Test results: Container loader makes good ’ergonomic’ sense

An expert in occupational ergonomics has carried out a study on Lifts All’s Container Loading System (CLS). The test compared the effects of manual lifting versus using the CLS. The results showed that using the CLS completely eliminated disc compressions – a common cause of severe back injuries.

At airports all around the world, the average baggage handler will often lift up to 5 tons of baggage a day. These bags sometimes weigh as much as 50 kg each. The work is physically demanding and very often leads to back and shoulder injuries, which in turn lead to sick-leave. The likelihood of this happening depends on how the act of lifting is carried out.

In September 2019, Head of Ergonomics at Ergo Human Performances, Ben Zavitz, carried out a study on manual lifting compared to lifting with the CLS. The study was carried out at Newark Airport, New York. Sensors were placed on the backs and shoulders of the baggage handlers, to measure their muscle activity as they lifted the bags. These test volunteers lifted bags from both high and low conveyor belts into a baggage container – the aim of the test being to garner results from carrying out the heaviest and most demanding lifting scenario imaginable.

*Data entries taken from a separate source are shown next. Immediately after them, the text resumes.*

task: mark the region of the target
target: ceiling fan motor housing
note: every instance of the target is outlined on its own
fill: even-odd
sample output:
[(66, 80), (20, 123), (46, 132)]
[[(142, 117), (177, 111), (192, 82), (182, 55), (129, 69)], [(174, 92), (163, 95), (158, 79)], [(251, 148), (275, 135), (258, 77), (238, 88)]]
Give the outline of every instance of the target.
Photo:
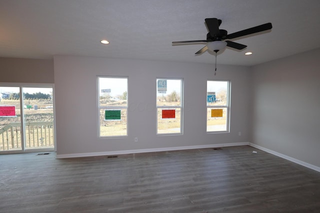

Eliminating spinal disc compression

The results of the study showed that the CLS greatly reduced the ergonomic risks associated with lifting baggage manually. Instead of lifting the bag, the baggage handler only needed to push it forward, which took minimal effort. This minimal effort reduces back-and-shoulder muscle work, which is pivotal to reducing the risk of injury. Lifting with the CLS also eliminates the highest peaks of damaging spinal disc compressions, when compared to manual lifting.

Furthermore, the test showed that with proper training and good technique, the CLS can actually reduce muscle activity in the back by 55% and the shoulders by 37%. This underlines the importance of correct CLS training for the baggage handler before they begin using the units.